Kop Kopmeyer is a recognized expert on success. He is known for four books he wrote about success, each one containing 25o principles of success. 


One day Kopmeyer was asked, “Of all the one thousand success principles you have discovered, which do you think is the most important?”


His answer? “Do what you should do, when you should do it, whether you feel like it or not. He added, “There are 999 other success principles, but without self-discipline, none of them work.”


Henry Fosdick, a pastor in the early- to mid-twentieth century, is quoted as having said this. “No stream or gas drives anything until it is confined. No Niagara is ever turned into light and power until it is tunneled. No life ever grows great until it is focused, dedicated, and disciplined.”

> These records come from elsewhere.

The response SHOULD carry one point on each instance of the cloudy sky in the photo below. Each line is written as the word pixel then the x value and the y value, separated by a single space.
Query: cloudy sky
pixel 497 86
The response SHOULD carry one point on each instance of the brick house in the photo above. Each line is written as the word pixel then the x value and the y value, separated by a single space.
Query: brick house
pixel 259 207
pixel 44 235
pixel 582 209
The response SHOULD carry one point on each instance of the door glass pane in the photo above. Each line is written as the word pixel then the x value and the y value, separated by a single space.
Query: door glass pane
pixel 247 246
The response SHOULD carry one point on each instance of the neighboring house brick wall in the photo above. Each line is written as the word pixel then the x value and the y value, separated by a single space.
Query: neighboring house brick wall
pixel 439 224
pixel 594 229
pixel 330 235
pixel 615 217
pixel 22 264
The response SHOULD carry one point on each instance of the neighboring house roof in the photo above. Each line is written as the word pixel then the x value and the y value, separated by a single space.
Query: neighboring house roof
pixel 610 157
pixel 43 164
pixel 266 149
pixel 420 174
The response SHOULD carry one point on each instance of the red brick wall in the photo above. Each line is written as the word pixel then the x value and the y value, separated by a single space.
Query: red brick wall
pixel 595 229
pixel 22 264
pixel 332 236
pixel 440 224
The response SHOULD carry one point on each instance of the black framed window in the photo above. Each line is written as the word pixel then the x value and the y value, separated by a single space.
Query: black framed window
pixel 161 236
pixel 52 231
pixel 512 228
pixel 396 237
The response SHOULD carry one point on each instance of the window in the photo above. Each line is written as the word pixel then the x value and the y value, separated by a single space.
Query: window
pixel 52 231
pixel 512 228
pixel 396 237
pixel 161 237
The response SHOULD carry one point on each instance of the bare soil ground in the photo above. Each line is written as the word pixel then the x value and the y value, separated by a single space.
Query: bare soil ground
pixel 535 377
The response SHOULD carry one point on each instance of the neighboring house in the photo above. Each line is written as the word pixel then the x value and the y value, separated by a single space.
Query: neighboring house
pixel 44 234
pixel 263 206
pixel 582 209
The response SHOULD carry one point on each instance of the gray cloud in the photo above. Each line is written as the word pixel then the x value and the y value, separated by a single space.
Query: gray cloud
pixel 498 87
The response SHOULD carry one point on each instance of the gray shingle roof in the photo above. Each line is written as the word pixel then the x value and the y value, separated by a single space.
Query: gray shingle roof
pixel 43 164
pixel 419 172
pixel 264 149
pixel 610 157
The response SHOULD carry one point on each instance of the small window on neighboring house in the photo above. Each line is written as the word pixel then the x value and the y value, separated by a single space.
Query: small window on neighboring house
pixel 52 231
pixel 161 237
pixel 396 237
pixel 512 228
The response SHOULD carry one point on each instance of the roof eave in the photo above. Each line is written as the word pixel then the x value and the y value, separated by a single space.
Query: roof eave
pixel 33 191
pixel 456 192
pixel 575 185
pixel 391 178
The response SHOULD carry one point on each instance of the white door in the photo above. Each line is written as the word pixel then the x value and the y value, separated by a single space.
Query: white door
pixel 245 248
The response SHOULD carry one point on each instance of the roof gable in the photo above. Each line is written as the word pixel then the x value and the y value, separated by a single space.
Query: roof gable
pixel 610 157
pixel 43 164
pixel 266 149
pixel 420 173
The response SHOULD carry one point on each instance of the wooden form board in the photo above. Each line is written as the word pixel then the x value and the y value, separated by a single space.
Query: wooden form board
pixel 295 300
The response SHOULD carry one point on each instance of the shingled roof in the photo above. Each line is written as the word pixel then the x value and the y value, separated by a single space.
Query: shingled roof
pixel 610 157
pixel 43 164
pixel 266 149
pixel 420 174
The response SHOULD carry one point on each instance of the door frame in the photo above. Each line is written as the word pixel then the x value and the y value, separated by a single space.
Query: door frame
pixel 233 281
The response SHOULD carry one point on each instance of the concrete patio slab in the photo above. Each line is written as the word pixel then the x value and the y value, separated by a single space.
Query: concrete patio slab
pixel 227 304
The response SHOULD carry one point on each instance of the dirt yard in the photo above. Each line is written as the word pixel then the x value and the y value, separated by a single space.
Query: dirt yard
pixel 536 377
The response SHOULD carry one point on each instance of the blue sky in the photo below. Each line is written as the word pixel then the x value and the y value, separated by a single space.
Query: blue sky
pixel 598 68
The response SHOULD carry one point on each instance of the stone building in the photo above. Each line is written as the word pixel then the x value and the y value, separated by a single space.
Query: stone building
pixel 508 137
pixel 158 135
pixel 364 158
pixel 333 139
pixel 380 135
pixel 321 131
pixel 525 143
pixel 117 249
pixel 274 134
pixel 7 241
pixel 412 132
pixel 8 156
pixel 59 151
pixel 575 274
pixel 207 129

And this by George Stahnke, writing in a recent Focus on the Family email letter. “As followers of God, we live our lives representing His character in our interactions with people. To deal unjustly with anyone for any reason is to misrepresent God. How can people know God can be trusted if we, His people, are not trustworthy in our dealings with them? To act unjustly, to be dishonest and deliberately cheat another person, is not only sinful. It is a disgusting thing to the Lord.” 


Thinking of that, one more time, the call of God is for discipline in all areas of life, including what TV programs we watch, how we spend our money, what clothes we wear, the company we keep, how we handle whatever business we do.


May we work, strive for, press on toward the discipline in all parts of our lives that will be pleasing to our God.


The closing for today is a reading taken from the hymn Higher Ground. We will read together two of the verses that will remind us of Paul’s challenge to strive for spiritual discipline. The benediction will be based on the chorus of the hymn.


I’m pressing on the upward way,

New heights I am gaining every day,

Still praying as I am onward bound.

“Lord, plant my feet on higher ground.”


I want to live above the world,

Though Satan’s darts at me are hurled.

For faith has caught the joyful sound -

the song of saints on higher ground.


Lord, please lift us up and let us stand by faith in You. Faith seen in our mercy, our desire to tell others about You, our courage, and, as we have discussed today, our spiritual discipline. Help us to be disciplined. To grow in that quality. Amen.